NXTLiftBoy Mark II is a fully functional fork lift truck from a single LEGO Mindstorms NXT set
About this creation
This is my second attempt at a forklift from a single NXT set. See "NXTLiftBoy" for the first attempt.
Look at the YouTube clip i made from it, or rebuild it yourself from a single LEGO Mindstorms NXT retail set AND a differential, by following the slideshow.
I think this one has better looks and a better design.
Getting pictures when taking it apart is planned for, like an upload to photobucket so you can build it yourself afterwards.
NXTLiftBoy Mark II is a fully functional fork lift truck from a single NXT set and a single differential, designed to find its way in e.g. a warehouse full of boxes from IKEA!
It is the successor to NXTLiftBoy, my first fork lift truck as published on nxtasy.org, youtube and MOCpages.com, with instructions on photobucket. That earlier truck had a caster wheel that i wanted to avoid this time, and i wanted the center of gravity down for better stability. I had to resort to allow myself a single part that is not in the NXT set, which is a differential.
I started with the steering back wheel construction that has a very tight fit. Then i connected the second motor, but i failed trying to gear it onto the differential, so i took the third motor and mounted it standing up, which worked out better, because the motor axis was now parallel to the differential. Later i fortified the lose end of the motor gear axis, to prevent gears slipping when fully accelerating in a turn.
The NXT brick was mounted just on top, but it had to be moved to the front as far as it could to prevent the inner front wheel from slipping when taking curves. The brick has the USB socket backwards to allow for easy "fuelling" of software!
Under the brick a cable duct is formed by two beams. The motor cables run from the back through the duct to the front and bend in rather tight turns, due to very compact building. One has to build it with the cables inserted in the motors, wiring them afterwards is totally impossible.
Then i made a mounting point for the mast, and fortified the construction to deliver the forces when lifting onto the front wheels.
The mast is the most obvious part i guess. I optimised the fork design to fit IKEA boxes. These boxes are the same as those colorful used for my NXT Container Crane. Routing the rope was not so easy, it takes a turn in the end, because the winch has a vertical axis.

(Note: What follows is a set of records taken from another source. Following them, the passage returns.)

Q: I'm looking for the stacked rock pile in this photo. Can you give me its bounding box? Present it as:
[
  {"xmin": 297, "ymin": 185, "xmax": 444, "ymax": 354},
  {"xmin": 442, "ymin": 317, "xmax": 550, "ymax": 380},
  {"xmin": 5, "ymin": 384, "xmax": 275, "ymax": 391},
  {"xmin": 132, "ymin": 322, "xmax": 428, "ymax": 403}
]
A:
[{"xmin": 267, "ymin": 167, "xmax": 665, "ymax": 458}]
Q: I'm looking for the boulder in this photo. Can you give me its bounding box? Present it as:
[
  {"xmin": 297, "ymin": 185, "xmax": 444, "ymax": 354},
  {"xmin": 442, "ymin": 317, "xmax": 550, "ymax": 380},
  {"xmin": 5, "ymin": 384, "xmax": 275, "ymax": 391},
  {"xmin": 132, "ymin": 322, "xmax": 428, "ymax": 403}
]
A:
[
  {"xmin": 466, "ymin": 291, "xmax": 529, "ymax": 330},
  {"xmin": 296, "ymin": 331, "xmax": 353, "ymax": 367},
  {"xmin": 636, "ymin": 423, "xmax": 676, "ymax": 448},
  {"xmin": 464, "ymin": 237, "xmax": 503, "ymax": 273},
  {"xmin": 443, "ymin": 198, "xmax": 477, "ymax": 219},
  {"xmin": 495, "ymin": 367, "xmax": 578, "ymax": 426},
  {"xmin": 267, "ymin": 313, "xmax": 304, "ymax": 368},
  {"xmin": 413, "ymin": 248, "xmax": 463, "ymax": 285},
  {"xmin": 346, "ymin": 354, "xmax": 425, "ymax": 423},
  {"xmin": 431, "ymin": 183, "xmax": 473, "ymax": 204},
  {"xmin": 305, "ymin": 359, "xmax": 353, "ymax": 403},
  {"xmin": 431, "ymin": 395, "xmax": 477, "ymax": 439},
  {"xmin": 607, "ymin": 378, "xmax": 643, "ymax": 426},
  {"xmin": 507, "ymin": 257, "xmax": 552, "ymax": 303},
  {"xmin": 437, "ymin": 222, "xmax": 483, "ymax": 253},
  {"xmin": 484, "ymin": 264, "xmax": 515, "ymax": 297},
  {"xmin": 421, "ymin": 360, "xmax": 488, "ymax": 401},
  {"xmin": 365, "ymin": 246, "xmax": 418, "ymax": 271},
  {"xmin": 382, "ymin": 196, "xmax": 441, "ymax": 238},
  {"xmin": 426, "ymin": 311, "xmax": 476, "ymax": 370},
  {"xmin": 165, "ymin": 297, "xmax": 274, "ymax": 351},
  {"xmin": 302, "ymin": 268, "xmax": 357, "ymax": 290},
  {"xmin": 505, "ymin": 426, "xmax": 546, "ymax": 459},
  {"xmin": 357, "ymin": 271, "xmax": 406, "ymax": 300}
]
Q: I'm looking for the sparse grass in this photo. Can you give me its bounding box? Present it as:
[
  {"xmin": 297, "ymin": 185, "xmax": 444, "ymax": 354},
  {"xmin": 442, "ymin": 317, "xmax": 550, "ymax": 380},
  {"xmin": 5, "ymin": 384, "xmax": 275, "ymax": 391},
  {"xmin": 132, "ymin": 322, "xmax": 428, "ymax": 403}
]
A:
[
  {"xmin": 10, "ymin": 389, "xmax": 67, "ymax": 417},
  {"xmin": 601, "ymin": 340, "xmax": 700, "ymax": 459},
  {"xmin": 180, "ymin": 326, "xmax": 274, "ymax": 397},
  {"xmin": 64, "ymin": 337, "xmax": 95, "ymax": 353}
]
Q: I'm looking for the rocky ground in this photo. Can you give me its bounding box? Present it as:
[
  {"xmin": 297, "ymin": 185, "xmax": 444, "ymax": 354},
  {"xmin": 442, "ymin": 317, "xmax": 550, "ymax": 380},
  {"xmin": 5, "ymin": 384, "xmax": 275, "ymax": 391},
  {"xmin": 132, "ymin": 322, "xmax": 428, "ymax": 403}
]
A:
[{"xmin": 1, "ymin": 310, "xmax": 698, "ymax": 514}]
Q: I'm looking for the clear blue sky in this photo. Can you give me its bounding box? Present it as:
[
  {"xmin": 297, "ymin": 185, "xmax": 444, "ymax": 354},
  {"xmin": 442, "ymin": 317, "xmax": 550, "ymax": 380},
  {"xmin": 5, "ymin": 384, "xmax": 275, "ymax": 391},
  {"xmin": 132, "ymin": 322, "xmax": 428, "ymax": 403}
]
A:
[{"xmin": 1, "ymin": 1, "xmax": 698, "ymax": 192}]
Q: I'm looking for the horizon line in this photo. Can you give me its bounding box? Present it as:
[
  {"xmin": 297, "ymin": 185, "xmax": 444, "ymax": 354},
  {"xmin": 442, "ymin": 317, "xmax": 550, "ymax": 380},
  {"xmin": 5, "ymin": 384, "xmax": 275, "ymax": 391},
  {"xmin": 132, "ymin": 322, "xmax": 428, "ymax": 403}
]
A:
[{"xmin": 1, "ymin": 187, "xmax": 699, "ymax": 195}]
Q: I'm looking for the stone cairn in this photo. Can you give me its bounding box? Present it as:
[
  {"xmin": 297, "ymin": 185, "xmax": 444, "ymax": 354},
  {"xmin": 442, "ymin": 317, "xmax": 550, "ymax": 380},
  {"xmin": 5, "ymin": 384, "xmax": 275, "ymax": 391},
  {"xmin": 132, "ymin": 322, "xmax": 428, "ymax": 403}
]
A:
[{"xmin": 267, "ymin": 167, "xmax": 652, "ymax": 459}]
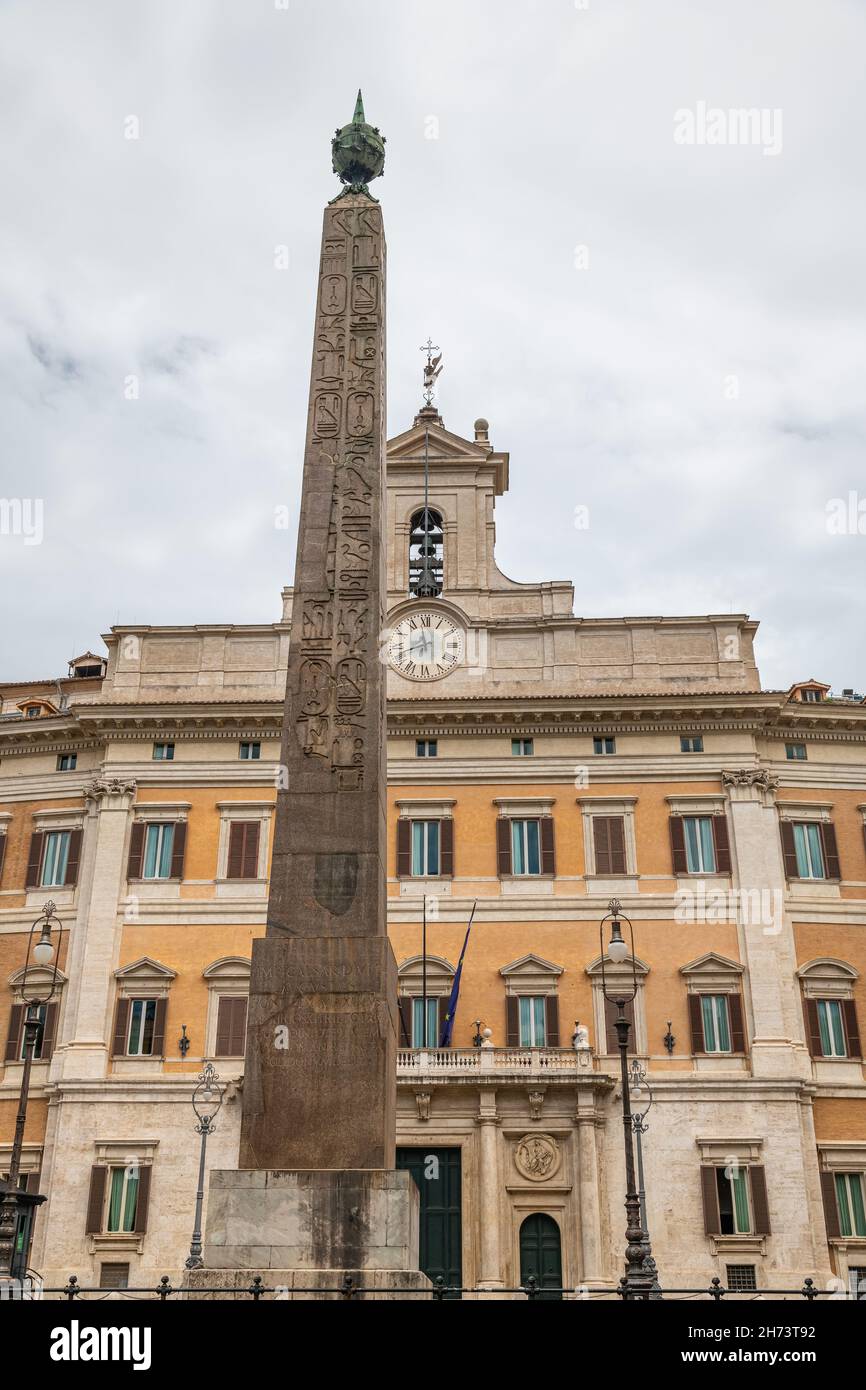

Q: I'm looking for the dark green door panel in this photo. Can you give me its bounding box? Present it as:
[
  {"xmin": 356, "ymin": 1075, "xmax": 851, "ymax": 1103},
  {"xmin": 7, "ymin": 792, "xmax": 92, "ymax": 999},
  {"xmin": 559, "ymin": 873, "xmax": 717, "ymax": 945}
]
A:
[
  {"xmin": 397, "ymin": 1146, "xmax": 462, "ymax": 1297},
  {"xmin": 519, "ymin": 1212, "xmax": 563, "ymax": 1300}
]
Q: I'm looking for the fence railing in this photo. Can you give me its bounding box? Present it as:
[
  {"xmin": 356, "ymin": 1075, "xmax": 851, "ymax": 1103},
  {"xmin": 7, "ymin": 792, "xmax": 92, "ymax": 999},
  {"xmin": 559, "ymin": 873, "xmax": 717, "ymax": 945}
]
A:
[{"xmin": 397, "ymin": 1046, "xmax": 593, "ymax": 1075}]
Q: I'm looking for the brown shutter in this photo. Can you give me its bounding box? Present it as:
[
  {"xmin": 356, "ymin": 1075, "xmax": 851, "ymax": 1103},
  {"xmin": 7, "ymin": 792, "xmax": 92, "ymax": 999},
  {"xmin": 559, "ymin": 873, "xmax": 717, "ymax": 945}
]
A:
[
  {"xmin": 64, "ymin": 828, "xmax": 82, "ymax": 886},
  {"xmin": 111, "ymin": 998, "xmax": 130, "ymax": 1057},
  {"xmin": 397, "ymin": 997, "xmax": 412, "ymax": 1046},
  {"xmin": 608, "ymin": 816, "xmax": 627, "ymax": 874},
  {"xmin": 669, "ymin": 816, "xmax": 688, "ymax": 874},
  {"xmin": 545, "ymin": 994, "xmax": 560, "ymax": 1047},
  {"xmin": 712, "ymin": 816, "xmax": 731, "ymax": 874},
  {"xmin": 0, "ymin": 834, "xmax": 6, "ymax": 883},
  {"xmin": 215, "ymin": 997, "xmax": 232, "ymax": 1055},
  {"xmin": 85, "ymin": 1165, "xmax": 107, "ymax": 1234},
  {"xmin": 437, "ymin": 996, "xmax": 449, "ymax": 1044},
  {"xmin": 728, "ymin": 994, "xmax": 745, "ymax": 1053},
  {"xmin": 151, "ymin": 998, "xmax": 167, "ymax": 1057},
  {"xmin": 820, "ymin": 1169, "xmax": 841, "ymax": 1240},
  {"xmin": 803, "ymin": 998, "xmax": 823, "ymax": 1057},
  {"xmin": 821, "ymin": 822, "xmax": 841, "ymax": 880},
  {"xmin": 439, "ymin": 819, "xmax": 454, "ymax": 877},
  {"xmin": 689, "ymin": 995, "xmax": 705, "ymax": 1053},
  {"xmin": 170, "ymin": 821, "xmax": 187, "ymax": 879},
  {"xmin": 593, "ymin": 816, "xmax": 611, "ymax": 874},
  {"xmin": 227, "ymin": 822, "xmax": 244, "ymax": 880},
  {"xmin": 242, "ymin": 822, "xmax": 260, "ymax": 879},
  {"xmin": 127, "ymin": 822, "xmax": 145, "ymax": 879},
  {"xmin": 25, "ymin": 832, "xmax": 44, "ymax": 888},
  {"xmin": 780, "ymin": 820, "xmax": 799, "ymax": 878},
  {"xmin": 505, "ymin": 995, "xmax": 519, "ymax": 1046},
  {"xmin": 396, "ymin": 819, "xmax": 411, "ymax": 877},
  {"xmin": 497, "ymin": 818, "xmax": 512, "ymax": 877},
  {"xmin": 216, "ymin": 997, "xmax": 247, "ymax": 1056},
  {"xmin": 540, "ymin": 818, "xmax": 555, "ymax": 875},
  {"xmin": 843, "ymin": 1000, "xmax": 862, "ymax": 1059},
  {"xmin": 133, "ymin": 1165, "xmax": 151, "ymax": 1234},
  {"xmin": 40, "ymin": 1002, "xmax": 58, "ymax": 1060},
  {"xmin": 604, "ymin": 996, "xmax": 635, "ymax": 1052},
  {"xmin": 25, "ymin": 1171, "xmax": 41, "ymax": 1194},
  {"xmin": 700, "ymin": 1166, "xmax": 721, "ymax": 1235},
  {"xmin": 5, "ymin": 1004, "xmax": 23, "ymax": 1062},
  {"xmin": 750, "ymin": 1165, "xmax": 771, "ymax": 1235}
]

From the remaining parts the cabin was made. It features a roll-over cage, backside motor lid with air inlets, chair with captain left armrest with controls, rightside controls, steer with turning knob, dashboard, gas- brake- and clutch pedals, left outside mirror (tilts and swivels), 4 outside spots for lighting the work place, backlights.
Finally the US transducer was put in. I first had it 'looking' sideways. I intended to program it to count the rows of IKEA boxes it is passing, take a left turn at row X, then count the columns it is passing take a left turn at column Y, in order to fetch one or more stacked IKEA boxes at height Z! That would allow for a fully automated warehouse.
I was skeptical when it comes to the required precision... and indeed i did not manage to program it properly, as without additional sensors (compass!) tiny errors accumulate.
To have the forklift doing something very useful (ahem) and funny, i came up with the idea to have it solve the Towers of Hanoi:
Towers of Hanoi is a well-known puzzle with three vertical pins. It starts with a pile of discs with top-to-down increasing diameters slided onto the first pin. The task is to get the pile to the third pin, but only a single disc may be moved at the time, and a bigger disc may never be put on a smaller disc. This is typically solved using a programming technique called recursion. For 3 discs already 15 moves are required, i think.
Rather than pins and discs, i wanted to start with a pile of IKEA boxes numbered top-down 1, 2, 3. A higher-numbered box may never be put on a lower numbered box. The forklift is programmed to move the stack of boxes, one box at the time according to the rules, from the starting position on its left side to the end position on its right side, while only using a third centered position for intermediate storage.
I failed to obtain sufficient reproducibility in moving, trying both NXT-G (the LEGO language) as well as Java iCommand. Even preventing slipping by gradually adapting speed would not help. Maybe LeJOS can do the trick?
So i challenge you to show me it can be done (without additional sensors).
I guess programming is not my strongest quality :)
I tried both NXT-G and Java via iCommand from LeJos, but i found both not satisfying, so i have nothing to share :(
i remember i wrote a routine for setting the wheels straight by turning to the extremes measuring angles and setting to the average.
i hope you have better luck in controlling this thing. Perhaps doing it only interactively is your best choice. Have fun!